The national school food system is a complex hierarchy, with responsibilities stretching from the local campus to the U.S. Congress. Here is a partial list of typical food system responsibilities.

Federal Government

  • Sets reimbursement and income level requirements for national breakfast and lunch programs
  • Determines minimal nutrition requirements for federally supported meals
  • Creates policies for commodity foods offered to schools

State Government

  • May supplement federal reimbursements
  • Sets regulations for foods served in schools not participating in federal programs
  • Administers food stamp nutrition education fund programs in schools
  • Creates academic state-level standards and testing procedures

School Board

  • Approves district operating budget
  • Sets priorities for superintendent
  • Approves federally mandated wellness policies for local districts
  • Proposes tax measures for approval by voters

District Superintendent/Administration

  • Establishes expectations and priorities for food service, guided by federal requirements (break even, maintain surplus, and so on)
  • Recommends budget, may propose allocating additional funds to supplement food service income
  • Determines where savings achieved by food service, such as reduced trash-hauling fees, will be applied, guided by federal requirements
  • Oversees design, construction, and maintenance of kitchen facilities and resources
  • Secures additional resources, such as funding to staff garden and kitchen classes

Food Service Director

  • Creates and manages food service budget, determining how funds will be allocated among food purchases, personnel, equipment, and so on
  • Sets menus and documents adherence to required nutritional standards
  • Procures and oversees preparation of food; locates and negotiates with farmers, distributors, and vendors
  • Determines food service staff roles; oversees staff training
  • “Markets” food service to students and families

Principal

  • Sets the tone for campus regarding openness to change and spirit of cooperation
  • Determines the level of support and encouragement for faculty and staff experimentation and innovation at the school site
  • With teachers, creates class schedule (e.g., amount of time for lunch, order of lunch and recess)
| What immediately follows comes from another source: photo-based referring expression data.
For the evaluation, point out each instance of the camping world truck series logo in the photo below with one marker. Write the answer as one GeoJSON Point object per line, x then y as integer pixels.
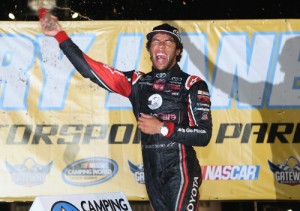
{"type": "Point", "coordinates": [90, 171]}
{"type": "Point", "coordinates": [288, 172]}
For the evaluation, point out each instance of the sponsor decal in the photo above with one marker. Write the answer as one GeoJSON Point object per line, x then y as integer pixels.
{"type": "Point", "coordinates": [190, 81]}
{"type": "Point", "coordinates": [166, 117]}
{"type": "Point", "coordinates": [105, 205]}
{"type": "Point", "coordinates": [200, 92]}
{"type": "Point", "coordinates": [138, 171]}
{"type": "Point", "coordinates": [154, 101]}
{"type": "Point", "coordinates": [63, 206]}
{"type": "Point", "coordinates": [191, 130]}
{"type": "Point", "coordinates": [204, 99]}
{"type": "Point", "coordinates": [161, 75]}
{"type": "Point", "coordinates": [158, 87]}
{"type": "Point", "coordinates": [288, 172]}
{"type": "Point", "coordinates": [173, 86]}
{"type": "Point", "coordinates": [28, 173]}
{"type": "Point", "coordinates": [242, 172]}
{"type": "Point", "coordinates": [176, 79]}
{"type": "Point", "coordinates": [194, 195]}
{"type": "Point", "coordinates": [90, 171]}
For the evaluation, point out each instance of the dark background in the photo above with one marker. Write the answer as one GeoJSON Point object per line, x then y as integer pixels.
{"type": "Point", "coordinates": [166, 10]}
{"type": "Point", "coordinates": [158, 9]}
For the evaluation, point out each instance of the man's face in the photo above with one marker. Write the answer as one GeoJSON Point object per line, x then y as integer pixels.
{"type": "Point", "coordinates": [163, 51]}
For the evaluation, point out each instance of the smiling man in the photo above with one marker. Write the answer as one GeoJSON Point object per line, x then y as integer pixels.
{"type": "Point", "coordinates": [172, 109]}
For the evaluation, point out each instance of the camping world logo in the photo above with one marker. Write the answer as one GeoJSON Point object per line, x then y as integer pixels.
{"type": "Point", "coordinates": [288, 172]}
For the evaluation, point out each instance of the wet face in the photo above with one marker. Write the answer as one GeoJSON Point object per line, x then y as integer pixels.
{"type": "Point", "coordinates": [163, 51]}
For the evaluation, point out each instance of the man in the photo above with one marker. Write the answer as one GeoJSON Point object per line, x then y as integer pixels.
{"type": "Point", "coordinates": [172, 110]}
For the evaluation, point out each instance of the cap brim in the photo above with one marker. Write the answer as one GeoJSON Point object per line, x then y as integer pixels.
{"type": "Point", "coordinates": [152, 33]}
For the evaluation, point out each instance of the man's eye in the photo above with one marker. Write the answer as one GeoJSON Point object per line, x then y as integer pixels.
{"type": "Point", "coordinates": [168, 42]}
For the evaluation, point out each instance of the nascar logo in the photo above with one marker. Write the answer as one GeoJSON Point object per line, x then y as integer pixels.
{"type": "Point", "coordinates": [230, 172]}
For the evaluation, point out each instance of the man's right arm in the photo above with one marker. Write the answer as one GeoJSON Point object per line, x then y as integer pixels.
{"type": "Point", "coordinates": [100, 73]}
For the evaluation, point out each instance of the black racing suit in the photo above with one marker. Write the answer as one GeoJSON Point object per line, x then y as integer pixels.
{"type": "Point", "coordinates": [182, 102]}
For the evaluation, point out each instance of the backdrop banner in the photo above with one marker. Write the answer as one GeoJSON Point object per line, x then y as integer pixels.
{"type": "Point", "coordinates": [62, 134]}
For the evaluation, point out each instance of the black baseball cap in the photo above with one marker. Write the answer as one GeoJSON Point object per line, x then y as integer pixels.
{"type": "Point", "coordinates": [165, 28]}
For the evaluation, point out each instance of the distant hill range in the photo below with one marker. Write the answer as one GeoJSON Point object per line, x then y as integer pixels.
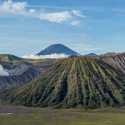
{"type": "Point", "coordinates": [58, 49]}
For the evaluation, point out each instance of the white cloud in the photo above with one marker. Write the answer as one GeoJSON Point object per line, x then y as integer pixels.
{"type": "Point", "coordinates": [13, 7]}
{"type": "Point", "coordinates": [78, 13]}
{"type": "Point", "coordinates": [3, 72]}
{"type": "Point", "coordinates": [56, 17]}
{"type": "Point", "coordinates": [51, 56]}
{"type": "Point", "coordinates": [22, 8]}
{"type": "Point", "coordinates": [75, 23]}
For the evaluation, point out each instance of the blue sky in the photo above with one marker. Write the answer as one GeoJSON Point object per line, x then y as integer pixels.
{"type": "Point", "coordinates": [27, 26]}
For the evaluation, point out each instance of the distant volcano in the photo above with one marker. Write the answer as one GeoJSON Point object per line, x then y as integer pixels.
{"type": "Point", "coordinates": [58, 49]}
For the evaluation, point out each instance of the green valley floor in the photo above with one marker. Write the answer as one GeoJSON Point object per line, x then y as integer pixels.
{"type": "Point", "coordinates": [13, 115]}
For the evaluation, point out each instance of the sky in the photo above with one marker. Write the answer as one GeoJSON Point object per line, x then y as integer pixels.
{"type": "Point", "coordinates": [87, 26]}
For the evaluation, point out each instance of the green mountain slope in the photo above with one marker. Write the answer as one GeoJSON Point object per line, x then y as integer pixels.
{"type": "Point", "coordinates": [73, 82]}
{"type": "Point", "coordinates": [8, 57]}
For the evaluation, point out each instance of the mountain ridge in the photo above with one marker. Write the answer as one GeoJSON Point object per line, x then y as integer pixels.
{"type": "Point", "coordinates": [58, 49]}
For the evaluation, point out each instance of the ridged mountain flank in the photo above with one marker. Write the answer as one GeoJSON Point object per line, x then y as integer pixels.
{"type": "Point", "coordinates": [73, 82]}
{"type": "Point", "coordinates": [58, 49]}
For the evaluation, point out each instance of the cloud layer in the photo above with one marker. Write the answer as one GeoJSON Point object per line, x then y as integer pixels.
{"type": "Point", "coordinates": [21, 8]}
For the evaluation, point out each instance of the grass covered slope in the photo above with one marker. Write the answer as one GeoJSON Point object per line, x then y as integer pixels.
{"type": "Point", "coordinates": [73, 82]}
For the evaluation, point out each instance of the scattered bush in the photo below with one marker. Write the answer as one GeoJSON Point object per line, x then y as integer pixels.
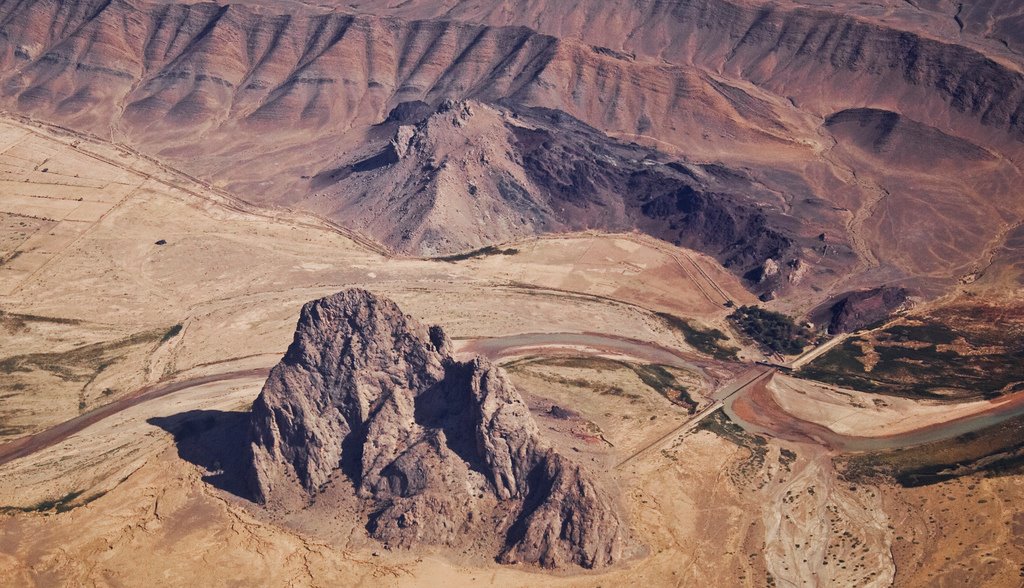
{"type": "Point", "coordinates": [772, 330]}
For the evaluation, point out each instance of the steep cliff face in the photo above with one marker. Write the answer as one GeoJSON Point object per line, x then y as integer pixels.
{"type": "Point", "coordinates": [469, 174]}
{"type": "Point", "coordinates": [436, 449]}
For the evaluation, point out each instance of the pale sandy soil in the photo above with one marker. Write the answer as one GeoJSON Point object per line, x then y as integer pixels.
{"type": "Point", "coordinates": [863, 414]}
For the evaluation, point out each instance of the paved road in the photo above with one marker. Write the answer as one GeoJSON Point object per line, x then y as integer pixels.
{"type": "Point", "coordinates": [726, 391]}
{"type": "Point", "coordinates": [31, 444]}
{"type": "Point", "coordinates": [817, 351]}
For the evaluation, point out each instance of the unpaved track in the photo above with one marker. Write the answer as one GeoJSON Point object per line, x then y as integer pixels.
{"type": "Point", "coordinates": [695, 420]}
{"type": "Point", "coordinates": [31, 444]}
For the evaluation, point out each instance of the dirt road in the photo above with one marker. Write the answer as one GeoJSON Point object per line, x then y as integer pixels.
{"type": "Point", "coordinates": [31, 444]}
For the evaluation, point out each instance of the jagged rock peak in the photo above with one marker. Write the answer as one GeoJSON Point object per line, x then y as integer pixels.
{"type": "Point", "coordinates": [436, 449]}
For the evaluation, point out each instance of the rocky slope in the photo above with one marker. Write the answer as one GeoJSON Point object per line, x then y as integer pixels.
{"type": "Point", "coordinates": [468, 174]}
{"type": "Point", "coordinates": [437, 450]}
{"type": "Point", "coordinates": [286, 103]}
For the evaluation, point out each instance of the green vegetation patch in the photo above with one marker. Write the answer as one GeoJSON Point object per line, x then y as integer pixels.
{"type": "Point", "coordinates": [482, 252]}
{"type": "Point", "coordinates": [772, 330]}
{"type": "Point", "coordinates": [80, 364]}
{"type": "Point", "coordinates": [720, 424]}
{"type": "Point", "coordinates": [64, 504]}
{"type": "Point", "coordinates": [708, 341]}
{"type": "Point", "coordinates": [658, 378]}
{"type": "Point", "coordinates": [997, 450]}
{"type": "Point", "coordinates": [18, 322]}
{"type": "Point", "coordinates": [933, 357]}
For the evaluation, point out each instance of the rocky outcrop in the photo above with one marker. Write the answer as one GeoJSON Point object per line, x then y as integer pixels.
{"type": "Point", "coordinates": [437, 450]}
{"type": "Point", "coordinates": [858, 309]}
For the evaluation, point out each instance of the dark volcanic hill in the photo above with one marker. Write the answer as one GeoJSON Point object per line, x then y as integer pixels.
{"type": "Point", "coordinates": [438, 451]}
{"type": "Point", "coordinates": [827, 119]}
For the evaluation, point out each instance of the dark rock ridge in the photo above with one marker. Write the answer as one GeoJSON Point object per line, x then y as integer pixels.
{"type": "Point", "coordinates": [858, 309]}
{"type": "Point", "coordinates": [437, 450]}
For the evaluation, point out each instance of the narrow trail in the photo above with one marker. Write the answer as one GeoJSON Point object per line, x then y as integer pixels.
{"type": "Point", "coordinates": [723, 394]}
{"type": "Point", "coordinates": [29, 445]}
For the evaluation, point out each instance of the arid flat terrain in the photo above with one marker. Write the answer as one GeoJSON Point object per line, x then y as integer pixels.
{"type": "Point", "coordinates": [749, 277]}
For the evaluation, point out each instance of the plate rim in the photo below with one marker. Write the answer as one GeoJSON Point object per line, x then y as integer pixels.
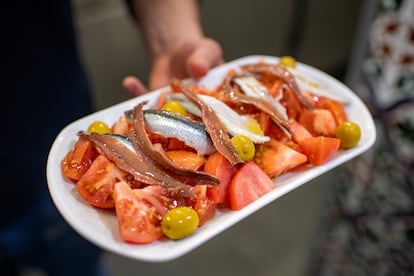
{"type": "Point", "coordinates": [169, 250]}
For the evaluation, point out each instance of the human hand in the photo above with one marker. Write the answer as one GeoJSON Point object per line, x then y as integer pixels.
{"type": "Point", "coordinates": [191, 59]}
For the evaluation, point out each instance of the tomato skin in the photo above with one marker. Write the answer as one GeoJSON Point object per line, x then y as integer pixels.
{"type": "Point", "coordinates": [97, 185]}
{"type": "Point", "coordinates": [248, 184]}
{"type": "Point", "coordinates": [79, 159]}
{"type": "Point", "coordinates": [186, 159]}
{"type": "Point", "coordinates": [204, 206]}
{"type": "Point", "coordinates": [320, 149]}
{"type": "Point", "coordinates": [137, 223]}
{"type": "Point", "coordinates": [218, 166]}
{"type": "Point", "coordinates": [319, 122]}
{"type": "Point", "coordinates": [275, 158]}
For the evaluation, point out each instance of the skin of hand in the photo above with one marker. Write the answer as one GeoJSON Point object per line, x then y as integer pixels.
{"type": "Point", "coordinates": [177, 47]}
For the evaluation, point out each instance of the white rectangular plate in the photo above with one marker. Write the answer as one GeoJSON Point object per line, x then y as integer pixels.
{"type": "Point", "coordinates": [101, 227]}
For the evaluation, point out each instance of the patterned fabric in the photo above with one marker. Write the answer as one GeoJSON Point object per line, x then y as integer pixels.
{"type": "Point", "coordinates": [368, 228]}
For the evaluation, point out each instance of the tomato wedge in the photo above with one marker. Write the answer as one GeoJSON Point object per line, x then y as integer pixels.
{"type": "Point", "coordinates": [320, 122]}
{"type": "Point", "coordinates": [217, 165]}
{"type": "Point", "coordinates": [275, 158]}
{"type": "Point", "coordinates": [79, 159]}
{"type": "Point", "coordinates": [137, 222]}
{"type": "Point", "coordinates": [204, 206]}
{"type": "Point", "coordinates": [248, 184]}
{"type": "Point", "coordinates": [320, 149]}
{"type": "Point", "coordinates": [97, 184]}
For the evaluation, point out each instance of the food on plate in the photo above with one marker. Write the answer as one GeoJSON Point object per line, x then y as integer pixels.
{"type": "Point", "coordinates": [164, 169]}
{"type": "Point", "coordinates": [179, 222]}
{"type": "Point", "coordinates": [349, 133]}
Teachers and Staff (sometimes constrained by union contracts)

  • Choose whether and how to incorporate food and nutrition into classroom lessons
  • Determine how food may be used outside of meals (for instance for treats and celebrations, or as reward and punishment), within local and state requirements
  • Can model attitudes toward school food
  • Usually maintain the most direct communication with parents

This chart is adapted from Michael K. Stone, Smart by Nature: Schooling for Sustainability (Watershed Media/University of California Press, 2009).